Martin Boivin, who had a security clearance from the Service de police de la Ville de Montréal (SPVM), made personal copies of emails and documents of a “highly confidential and sensitive nature” that he received as part of his work. .
In particular, he would have kept on his personal Gmail account or on a USB key documents related to the location of drinking water tanks in Montreal, the City’s plans in the event of a major disaster and the flaws in the municipal computer network. “A valuable source of information for a hacker,” said arbitrator Jean-Yves Brière in his decision rendered last week.
Me Brière confirmed the legality of the dismissal of Martin Boivin, decided by the City of Montreal in 2021.
“The exfiltration of data from City IT departments is a basic IT security violation,” the arbitrator wrote. This is “gross misconduct” made worse by the employee’s lack of transparency and remorse.
Another aggravating factor: the employment of Mr. Boivin. “He was ultimately responsible for compliance with certain specific information security practices,” the decision reads.
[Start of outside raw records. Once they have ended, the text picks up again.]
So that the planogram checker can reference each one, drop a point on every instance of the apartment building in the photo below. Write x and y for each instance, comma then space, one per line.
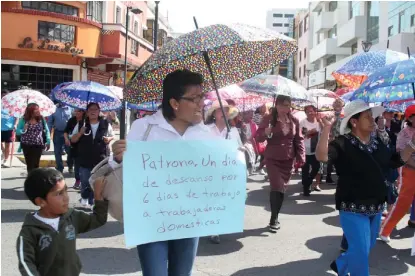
341, 29
282, 21
302, 30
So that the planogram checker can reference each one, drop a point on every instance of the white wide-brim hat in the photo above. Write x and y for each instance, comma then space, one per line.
216, 105
355, 107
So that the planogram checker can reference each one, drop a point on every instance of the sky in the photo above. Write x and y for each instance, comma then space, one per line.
181, 12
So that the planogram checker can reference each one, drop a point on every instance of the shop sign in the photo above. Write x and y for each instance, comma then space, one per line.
46, 45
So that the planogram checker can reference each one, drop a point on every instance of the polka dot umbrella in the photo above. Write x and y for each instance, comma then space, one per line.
235, 53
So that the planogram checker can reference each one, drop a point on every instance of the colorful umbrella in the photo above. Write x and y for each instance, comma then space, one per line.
393, 82
323, 99
399, 106
274, 85
78, 94
236, 53
356, 70
17, 101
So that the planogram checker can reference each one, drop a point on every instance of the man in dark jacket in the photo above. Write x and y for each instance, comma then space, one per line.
93, 139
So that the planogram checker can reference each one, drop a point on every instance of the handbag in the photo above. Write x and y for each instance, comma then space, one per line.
392, 190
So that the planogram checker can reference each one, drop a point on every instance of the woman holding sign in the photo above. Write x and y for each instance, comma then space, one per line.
285, 147
180, 117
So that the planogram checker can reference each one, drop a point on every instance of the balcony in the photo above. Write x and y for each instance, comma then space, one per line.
350, 32
315, 6
326, 48
324, 22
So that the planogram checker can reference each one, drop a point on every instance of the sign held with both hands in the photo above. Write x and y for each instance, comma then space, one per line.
182, 189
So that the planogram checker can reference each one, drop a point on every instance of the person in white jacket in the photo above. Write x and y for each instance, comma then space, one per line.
180, 118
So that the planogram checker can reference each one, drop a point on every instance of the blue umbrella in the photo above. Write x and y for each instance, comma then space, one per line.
78, 94
356, 70
393, 82
399, 106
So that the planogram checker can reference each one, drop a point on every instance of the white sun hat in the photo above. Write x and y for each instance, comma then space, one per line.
355, 107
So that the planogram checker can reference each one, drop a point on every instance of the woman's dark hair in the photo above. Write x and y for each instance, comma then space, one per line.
28, 114
40, 182
175, 85
355, 116
279, 100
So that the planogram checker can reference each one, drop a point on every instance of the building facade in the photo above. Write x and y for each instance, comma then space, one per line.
282, 21
340, 27
302, 29
47, 43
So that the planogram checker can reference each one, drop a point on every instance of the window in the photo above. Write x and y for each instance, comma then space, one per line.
42, 79
134, 47
306, 23
56, 32
330, 60
148, 34
118, 15
333, 32
332, 5
50, 7
372, 30
94, 10
390, 31
354, 9
135, 29
300, 29
354, 48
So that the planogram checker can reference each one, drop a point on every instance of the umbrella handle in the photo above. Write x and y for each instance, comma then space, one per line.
209, 67
87, 134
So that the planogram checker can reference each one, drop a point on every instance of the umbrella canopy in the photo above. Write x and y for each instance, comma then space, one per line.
236, 52
274, 85
17, 101
399, 106
78, 94
118, 91
393, 82
356, 70
323, 99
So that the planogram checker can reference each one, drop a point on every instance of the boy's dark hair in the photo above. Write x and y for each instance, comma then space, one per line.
174, 87
40, 182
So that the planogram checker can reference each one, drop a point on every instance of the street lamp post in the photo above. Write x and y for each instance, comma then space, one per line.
156, 25
123, 119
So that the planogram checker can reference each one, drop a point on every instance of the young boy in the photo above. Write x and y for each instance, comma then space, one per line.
47, 242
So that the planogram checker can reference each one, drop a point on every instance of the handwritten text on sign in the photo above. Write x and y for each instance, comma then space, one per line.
182, 189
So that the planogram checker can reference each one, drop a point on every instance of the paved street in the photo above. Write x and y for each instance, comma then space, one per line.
306, 244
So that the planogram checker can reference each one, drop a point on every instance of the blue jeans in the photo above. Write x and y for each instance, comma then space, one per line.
86, 191
59, 145
361, 232
168, 258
He was the leader of the group that drafted the new Directive on the use of technological devices and services made available to employees of the City of Montreal. »
“Security Breach”
“The City of Montreal will not make any specific comment, except to specify that there was no cybersecurity accident,” said publicist Gabrielle Fontaine-Giroux. “By not respecting the City’s directives, the employee put data at risk, without an incident resulting. »
The decision, however, specifies that a “security incident form” was completed to report the situation and that his boss described it as a “security breach”.
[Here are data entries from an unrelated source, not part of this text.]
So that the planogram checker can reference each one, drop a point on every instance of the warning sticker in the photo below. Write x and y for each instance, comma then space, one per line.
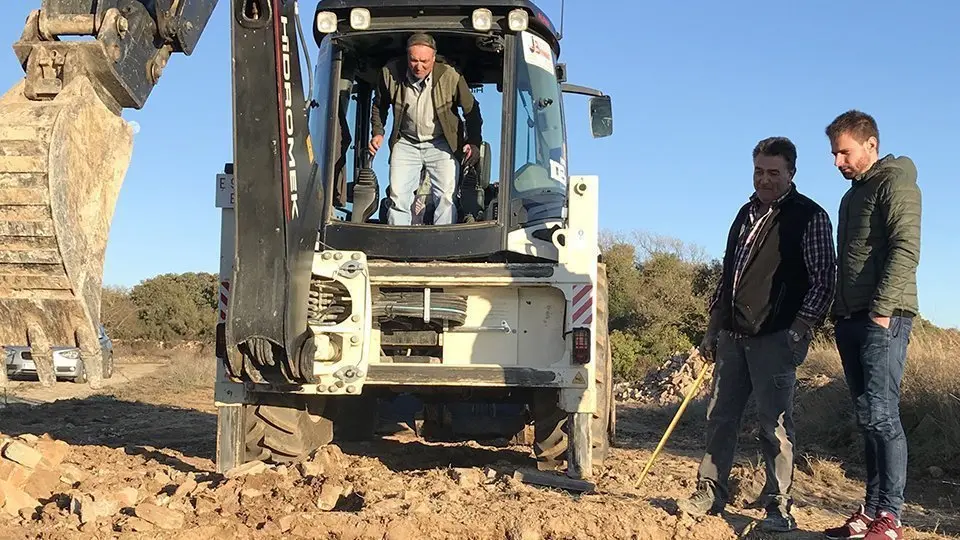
558, 171
536, 52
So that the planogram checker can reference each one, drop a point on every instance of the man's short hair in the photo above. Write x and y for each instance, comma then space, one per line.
421, 38
859, 125
778, 146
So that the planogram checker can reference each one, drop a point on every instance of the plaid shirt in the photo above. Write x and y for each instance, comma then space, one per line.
818, 254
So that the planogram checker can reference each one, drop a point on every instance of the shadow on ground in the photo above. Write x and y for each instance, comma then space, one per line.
104, 420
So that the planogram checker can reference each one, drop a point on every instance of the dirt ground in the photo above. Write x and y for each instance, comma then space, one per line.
138, 463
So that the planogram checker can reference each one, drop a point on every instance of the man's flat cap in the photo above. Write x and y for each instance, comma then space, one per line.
422, 39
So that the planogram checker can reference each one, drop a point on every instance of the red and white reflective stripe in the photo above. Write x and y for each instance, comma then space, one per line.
581, 306
224, 298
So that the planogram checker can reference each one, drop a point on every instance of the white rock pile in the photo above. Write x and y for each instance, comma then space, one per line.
669, 384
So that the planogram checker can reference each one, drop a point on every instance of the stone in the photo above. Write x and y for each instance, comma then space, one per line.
21, 453
310, 468
286, 522
53, 452
163, 518
249, 468
71, 474
185, 488
329, 496
128, 497
42, 482
15, 499
13, 473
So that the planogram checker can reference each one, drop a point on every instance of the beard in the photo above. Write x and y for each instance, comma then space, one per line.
857, 169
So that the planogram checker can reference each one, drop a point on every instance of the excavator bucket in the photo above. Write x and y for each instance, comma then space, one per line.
62, 162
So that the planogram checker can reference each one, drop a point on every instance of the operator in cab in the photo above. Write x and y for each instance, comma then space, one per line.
428, 135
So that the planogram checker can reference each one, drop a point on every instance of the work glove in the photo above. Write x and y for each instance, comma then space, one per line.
708, 346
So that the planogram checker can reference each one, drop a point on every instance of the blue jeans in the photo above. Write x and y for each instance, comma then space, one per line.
765, 367
407, 161
873, 360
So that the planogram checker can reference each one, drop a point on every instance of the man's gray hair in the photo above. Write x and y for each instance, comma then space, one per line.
421, 38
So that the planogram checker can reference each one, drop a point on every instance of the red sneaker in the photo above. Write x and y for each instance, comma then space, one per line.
885, 527
855, 527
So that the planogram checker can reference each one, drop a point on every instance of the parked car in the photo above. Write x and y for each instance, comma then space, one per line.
66, 360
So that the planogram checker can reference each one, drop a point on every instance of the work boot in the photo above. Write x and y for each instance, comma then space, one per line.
854, 528
778, 519
885, 527
703, 501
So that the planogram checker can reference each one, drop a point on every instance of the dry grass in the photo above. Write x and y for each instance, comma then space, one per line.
185, 370
930, 409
The arbitrator notes that the data does indeed appear not to have leaked.
Called to comment on its behalf or on behalf of the worker, the Syndicate of municipal professionals and professionals of Montreal (SPPMM) remained silent. “The union will not comment on this,” Lucie Boudreau said by email.
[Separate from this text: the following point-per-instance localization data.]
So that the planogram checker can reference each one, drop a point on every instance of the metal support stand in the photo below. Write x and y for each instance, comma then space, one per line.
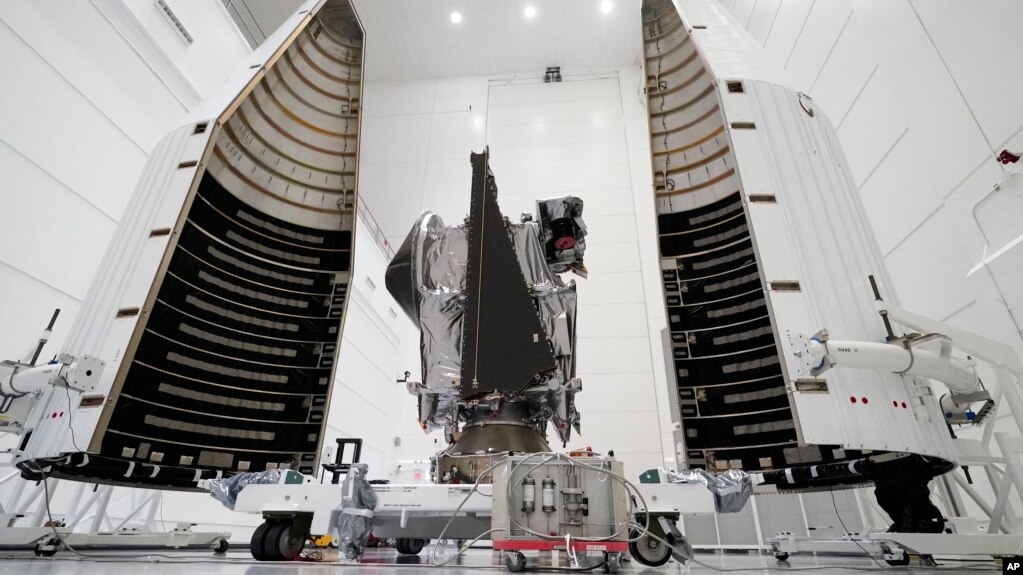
21, 528
964, 536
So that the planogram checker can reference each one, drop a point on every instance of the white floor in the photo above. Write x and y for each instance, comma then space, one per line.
381, 562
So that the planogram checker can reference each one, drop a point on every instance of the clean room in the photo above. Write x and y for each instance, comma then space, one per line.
526, 285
Before arbitrator Jean-Yves Brière, a representative of the SPPMM tried to demonstrate that the City of Montreal itself distributed technical documents through which “computer hackers could cause significant damage”. He even tried to submit to the arbitrator employee records and sensitive documents that he was able to recover. The arbitrator refused to consider this evidence.
“A backup copy”
Mr. Boivin pleaded that he did not know that it was forbidden to remove confidential documents from his employer’s computer environment. He said such a rule could not be enforced anyway, because all employees receive personal documents on their work email address, such as tax documents, performance reviews or congratulatory emails.
“It’s a bit of a blurry area,” he told city investigators who interviewed him.
The cybersecurity specialist said he copied all his emails to keep proof of the work he was doing.
“It’s a backup copy,” he said. It’s because relations are strained with my section chief. I am aware that it is limited, ”he admitted. Mr. Boivin had also been slow to install control software imposed by the City of Montreal on his professional cell phone.
He added that he had gotten into the habit of keeping a copy of his professional mailbox on a personal space during the many years he worked in cybersecurity at the Treasury Board, before arriving at the City of Montreal. “I’ve done this all my life, archives like this, every year,” he said.